If the object where the Height or Width properties are set is a child object in another parent's child collection, setting Height or Width to a value is only a suggested value for Silverlight layout. The layout system as well as the particular layout logic of the parent's class will use the value as a nonbinding input during the layout process, and might have to clip, resize the object, resize the container, or some combination of these behaviors that spans multiple participating objects in layout. In practical terms, a FrameworkElement is almost always the child object of something else; even when you set the Height on the page root. (For the page root, that value is used when the underlying application model establishes the basic rendering assumptions that create the Silverlight content area in the hosting browser application.)
The return value of this property is always the same as any value that was set to it. In contrast, the value of the ActualHeight may vary. The variance can occur either statically, because the layout rejected the suggested size, or momentarily.
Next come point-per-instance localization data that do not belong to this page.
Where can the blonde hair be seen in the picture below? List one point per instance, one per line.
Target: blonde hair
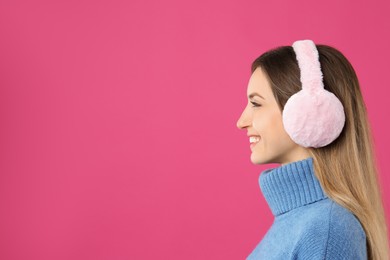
(346, 168)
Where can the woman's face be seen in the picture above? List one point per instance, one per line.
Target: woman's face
(262, 118)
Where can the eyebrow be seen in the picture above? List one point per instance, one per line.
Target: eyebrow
(255, 94)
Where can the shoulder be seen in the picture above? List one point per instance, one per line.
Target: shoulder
(346, 235)
(333, 232)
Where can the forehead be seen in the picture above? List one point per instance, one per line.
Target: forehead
(258, 83)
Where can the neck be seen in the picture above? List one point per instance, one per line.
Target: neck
(290, 186)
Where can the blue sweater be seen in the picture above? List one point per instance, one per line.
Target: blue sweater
(307, 223)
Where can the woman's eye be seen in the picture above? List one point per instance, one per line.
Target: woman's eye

The layout system itself works asynchronously relative to the property system's set of Height, and the layout system might not have processed that particular sizing property change yet.
Negative values for Height are not permitted. Non-integral values for Height are technically permitted, but should generally be avoided and are normally rounded by the default layout rounding behavior. For more information, see Layout Rounding.
In addition to the validation check, there is a nondeterministic upper value bound for Height that is enforced by the layout system (this is a very large number, larger than Single.MaxValue but smaller than Double.MaxValue). If you exceed this bound, the object does not render, and no exception is thrown. Do not set Height to a value that is significantly larger than the maximum size of any possible visual display, or you might exceed this nondeterministic upper bound.
"Auto" Layout and Double.NaN
The default value of Height and Width is not 0, it is Double.NaN. Height and Width support the ability to be an unset "Auto" value. Because Height and Width are Double values, Double.NaN is used as a special value to represent this "Auto" behavior. The layout system interprets the "Auto" value to generally mean that the object should be sized to the available size in layout, instead of to a specific pixel value.
If you want the "Auto" behavior for an object when it is used in layout, leave Height and Width unset at their Double.NaN default value. If you have previously set values and want to reenable the "Auto" behavior, set Height and Width specifically to Double.NaN.
Although not a common practice except for perhaps in visual state templates, you can also explicitly set Height and Width attributes in XAML to be the string Auto instead of a Double value. Setting Auto in Silverlight XAML is a special behavior of the Silverlight 5 XAML parser, not a TypeConverter behavior.
Version Information
Silverlight
Supported in: 5, 4, 3
Silverlight for Windows Phone
Supported in: Windows Phone OS 7.1, Windows Phone OS 7.0
Platforms
For a list of the operating systems and browsers that are supported by Silverlight, see Supported Operating Systems and Browsers.